Arithmetic binary operator to concatenate two array variants, extending the overall shape of the left operand.

A McObject object.  

A McObject instance holding varLeftOperand extended by varRightOperand. The returned result will be of the arithmetic type of varLeftOperand. It will be an array with a VectorLength the sum of that of the varLeftOperand and the varRightOperand, and its shape will have a larger “row” dimension.

object.McOpConcatConcat (LeftOperand, RightOperand)

The McOpConcatConcat Method syntax has these parts:

The elements of the VARIANT varRightOperand are “append concatenated” to the VARIANT varLeftOperand and the resulting array is returned. This operator is very much shape-aware and shape-dependent. Its purpose is to return an result which adds to (increases the size of) the outer-most (i.e., the left-most or row) dimension of the left-hand operand expression. Use the “simple concatenate” operator, McOpConcat, to extend the length of a 1-dimensional array.

As illustrated in the example, the result can be accessed as an McObject instance by assigning with the “Set” keyword, or it can be accessed as a numeric Variant (the default McObject.Value property) by assigning to a Variant variable without the “Set” keyword. McToText and all of the vector operations will take either type of Variant as arguments. When performing sequential vector operations on large arrays, an extra copy is avoided by passing results from one operation to the next an McObject instance instead of as a Variant numeric array.

The formal shape changing rules are:

1. If and only if the left-hand expression's shape is one-dimensional, a copy of the left-hand operand is promoted to two-dimensions by adding a VAR'iable left-most row dimension of length one; the column dimension is set to the vector length of the left-hand operand (this column dimension is made VAR'iable if the operand is a VAR'iable length vector, FIX'ed if the operand is FIX'ed).
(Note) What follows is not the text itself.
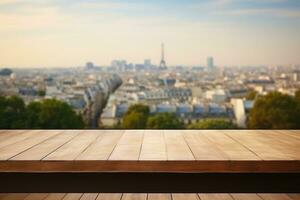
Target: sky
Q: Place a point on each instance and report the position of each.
(54, 33)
If the left-hand operand's shape already had two or more dimensions, no dimension is added. For the self assignment version of the operator, ::=, the left hand side must be an named object which has already been declared with two or more dimensions, and the outer dimension must be VAR'iable (so that it can be increased).

2. The expression on the right of the operator must have either the same number of, or one fewer, dimensions than the (possibly promoted) left hand operand. If the number of dimensions of the right operand is the same as the left operand, then the resulting shape has a new outer dimension which is the sum of the two operand's outer dimensions (e.g., if we append a 3 by 2 object to a 4 by 2 object, we will get a 7 by 2 object). The shape of the right operand must “fit” with the shape of the left operand; that is, if a left operand dimension is FIX'ed size, then the corresponding dimension of the right operand must also be of that size (i.e., either FIX'ed and the same size, or VAR'iable with all instances of that size).

3. If the number of dimensions of the right operand is the one less than the left operand, then the returned shape has a new outer dimension which is the left operand's outer dimension incremented by one (e.g., if we append a length-2 vector to a 4 by 2 object, we will get a 5 by 2 object). Here too the shape of the right operand must “fit” with the shape of the left operand. That is, each left operand dimension of FIX'ed size must be matched with a corresponding dimension in the right operand of the same size; the “corresponding” dimension on the right will be the left dimension number minus one (e.g., dimension 1 on the left must be matched by dimension 0, the outer-most, on the right).

Operands must scalars or arrays of some numeric type. Operands may be arrays of VARIANT, but if they are, all elements must be of the same arithmetic type. E.g., Array( 1, 2) is OK, but Array( 1.5, 2) is not legal.